Alla base dell'etica hacker c'è da sempre la convinzione che l'accesso
a un'informazione libera e plurale possa migliorare la vita delle persone
rendendole autosufficienti nella ricerca e nella verifica delle informazioni,
e quindi libere di formarsi un giudizio su cui basare scelte e decisioni.

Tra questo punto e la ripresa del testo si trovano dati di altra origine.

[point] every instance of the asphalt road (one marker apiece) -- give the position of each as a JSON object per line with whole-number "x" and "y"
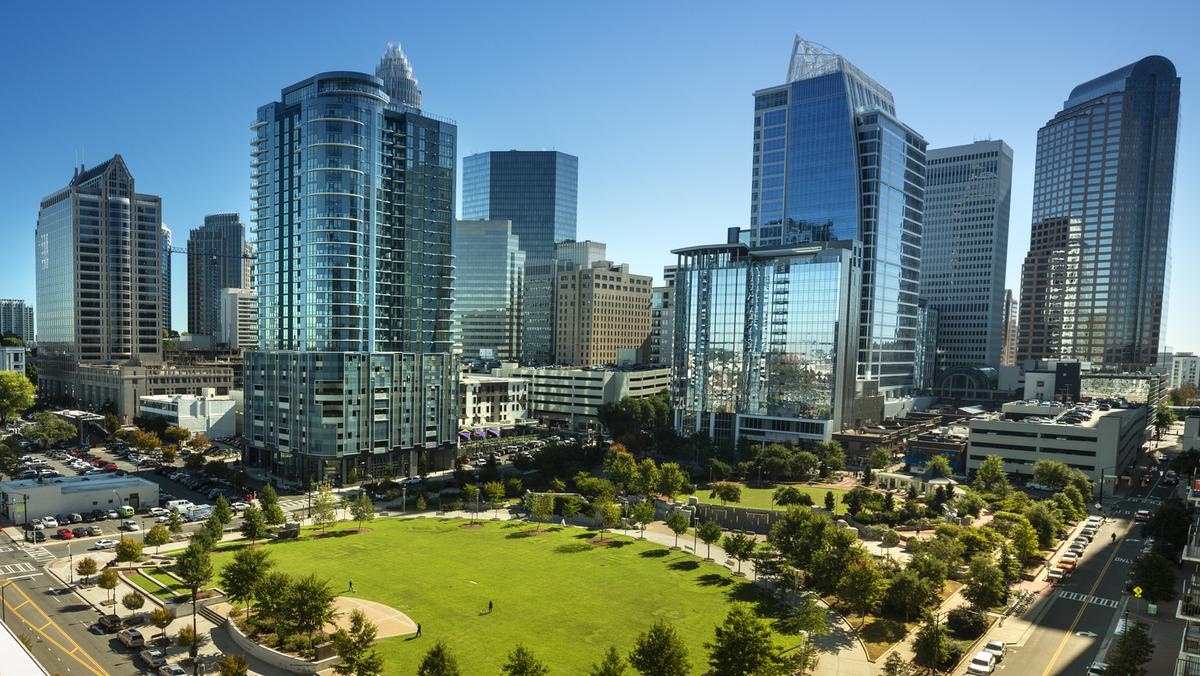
{"x": 1084, "y": 610}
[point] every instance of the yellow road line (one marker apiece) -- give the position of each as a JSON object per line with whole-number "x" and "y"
{"x": 1079, "y": 615}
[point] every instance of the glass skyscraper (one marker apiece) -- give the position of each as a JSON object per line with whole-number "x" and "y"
{"x": 489, "y": 281}
{"x": 353, "y": 201}
{"x": 1093, "y": 286}
{"x": 833, "y": 162}
{"x": 964, "y": 251}
{"x": 538, "y": 192}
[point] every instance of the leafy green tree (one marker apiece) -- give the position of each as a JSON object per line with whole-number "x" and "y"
{"x": 357, "y": 647}
{"x": 240, "y": 579}
{"x": 363, "y": 509}
{"x": 709, "y": 532}
{"x": 643, "y": 514}
{"x": 743, "y": 645}
{"x": 611, "y": 664}
{"x": 222, "y": 510}
{"x": 1132, "y": 651}
{"x": 16, "y": 394}
{"x": 522, "y": 663}
{"x": 1155, "y": 575}
{"x": 438, "y": 662}
{"x": 991, "y": 478}
{"x": 739, "y": 546}
{"x": 862, "y": 586}
{"x": 726, "y": 492}
{"x": 985, "y": 586}
{"x": 253, "y": 524}
{"x": 660, "y": 652}
{"x": 677, "y": 521}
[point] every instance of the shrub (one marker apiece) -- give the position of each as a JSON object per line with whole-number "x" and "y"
{"x": 966, "y": 623}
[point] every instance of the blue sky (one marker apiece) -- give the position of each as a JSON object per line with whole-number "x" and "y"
{"x": 653, "y": 97}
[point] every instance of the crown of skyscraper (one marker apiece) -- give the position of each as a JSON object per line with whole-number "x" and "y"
{"x": 397, "y": 77}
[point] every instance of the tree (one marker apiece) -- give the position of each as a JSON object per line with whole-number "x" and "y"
{"x": 1131, "y": 651}
{"x": 253, "y": 525}
{"x": 495, "y": 491}
{"x": 606, "y": 514}
{"x": 240, "y": 579}
{"x": 85, "y": 568}
{"x": 438, "y": 662}
{"x": 931, "y": 645}
{"x": 311, "y": 604}
{"x": 233, "y": 665}
{"x": 522, "y": 663}
{"x": 355, "y": 647}
{"x": 1051, "y": 473}
{"x": 743, "y": 645}
{"x": 862, "y": 586}
{"x": 991, "y": 478}
{"x": 16, "y": 394}
{"x": 739, "y": 546}
{"x": 129, "y": 551}
{"x": 709, "y": 532}
{"x": 1156, "y": 576}
{"x": 678, "y": 524}
{"x": 939, "y": 466}
{"x": 108, "y": 580}
{"x": 222, "y": 510}
{"x": 133, "y": 602}
{"x": 175, "y": 435}
{"x": 726, "y": 492}
{"x": 363, "y": 509}
{"x": 660, "y": 652}
{"x": 540, "y": 506}
{"x": 985, "y": 586}
{"x": 910, "y": 593}
{"x": 671, "y": 479}
{"x": 324, "y": 507}
{"x": 611, "y": 664}
{"x": 161, "y": 618}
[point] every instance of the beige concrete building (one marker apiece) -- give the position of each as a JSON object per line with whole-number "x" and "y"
{"x": 600, "y": 310}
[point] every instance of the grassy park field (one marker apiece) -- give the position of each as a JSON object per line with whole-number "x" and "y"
{"x": 760, "y": 498}
{"x": 561, "y": 596}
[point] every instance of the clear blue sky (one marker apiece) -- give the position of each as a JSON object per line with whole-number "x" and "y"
{"x": 653, "y": 97}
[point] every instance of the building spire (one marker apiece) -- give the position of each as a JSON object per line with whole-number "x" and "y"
{"x": 397, "y": 77}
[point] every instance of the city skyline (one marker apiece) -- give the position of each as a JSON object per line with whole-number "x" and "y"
{"x": 642, "y": 209}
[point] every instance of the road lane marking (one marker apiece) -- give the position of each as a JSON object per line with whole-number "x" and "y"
{"x": 1079, "y": 615}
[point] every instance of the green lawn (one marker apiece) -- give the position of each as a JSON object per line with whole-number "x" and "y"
{"x": 760, "y": 498}
{"x": 562, "y": 597}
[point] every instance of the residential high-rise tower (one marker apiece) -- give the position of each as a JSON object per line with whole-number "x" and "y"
{"x": 1093, "y": 286}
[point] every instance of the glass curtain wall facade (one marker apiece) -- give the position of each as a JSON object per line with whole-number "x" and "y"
{"x": 353, "y": 198}
{"x": 489, "y": 286}
{"x": 1103, "y": 183}
{"x": 538, "y": 191}
{"x": 214, "y": 262}
{"x": 765, "y": 341}
{"x": 833, "y": 162}
{"x": 965, "y": 250}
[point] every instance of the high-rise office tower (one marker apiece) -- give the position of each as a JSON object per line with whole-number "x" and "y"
{"x": 489, "y": 285}
{"x": 1093, "y": 286}
{"x": 537, "y": 191}
{"x": 99, "y": 264}
{"x": 17, "y": 318}
{"x": 166, "y": 280}
{"x": 965, "y": 249}
{"x": 215, "y": 262}
{"x": 833, "y": 162}
{"x": 399, "y": 81}
{"x": 1008, "y": 345}
{"x": 353, "y": 202}
{"x": 600, "y": 311}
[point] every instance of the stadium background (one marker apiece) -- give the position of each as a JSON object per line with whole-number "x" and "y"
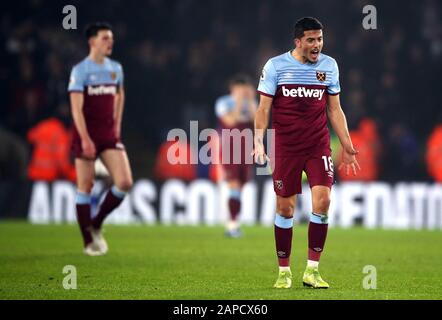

E i computer e le reti telematiche sono considerate gli strumenti più
adatti per realizzare questo orizzonte. Per questo i primi hackers del
Mit di Boston consideravano l'accesso illimitato all'informazione un diritto
umano basilare e inalienabile.
L'evoluzione delle forme di attivismo che presuppongono un uso efficace
degli strumenti di comunicazione, e in particolare dei computer, ha successivamente
favorito l'adozione di idee, pratiche e tecniche proprie della cultura
hacker da parte dei movimenti ambientalisti, pacifisti, per i diritti
umani e civili. L'unione delle due parole hacking e activism viene così
usata per indicare l'adesione ai principi dell'etica hacker da parte dei
movimenti di base ma anche la crescente caratterizzazione in senso politico
e sociale di quella attitudine che è l'hacking.
Se gli attivisti utilizzano la rete Internet come strumento per l'affermazione
di diritti vecchi e nuovi, la interpretano anche come luogo della critica
radicale che individua nella comunicazione un terreno di conflitto tout
court. E le modalità di azione degli attivisti digitali riflettono
la cultura che ha generato quegli stessi strumenti: l'orizzontalità
della comunicazione e quindi l'assenza di una gerarchia; la condivisione
dei saperi e delle tecniche e quindi il rispetto delle competenze individuali;
il sospetto verso ogni forma di autorità precostituita; la cooperazione
finalizzata a un obiettivo di libertà; la decisionalità
condivisa nel perseguire pratiche e obiettivi.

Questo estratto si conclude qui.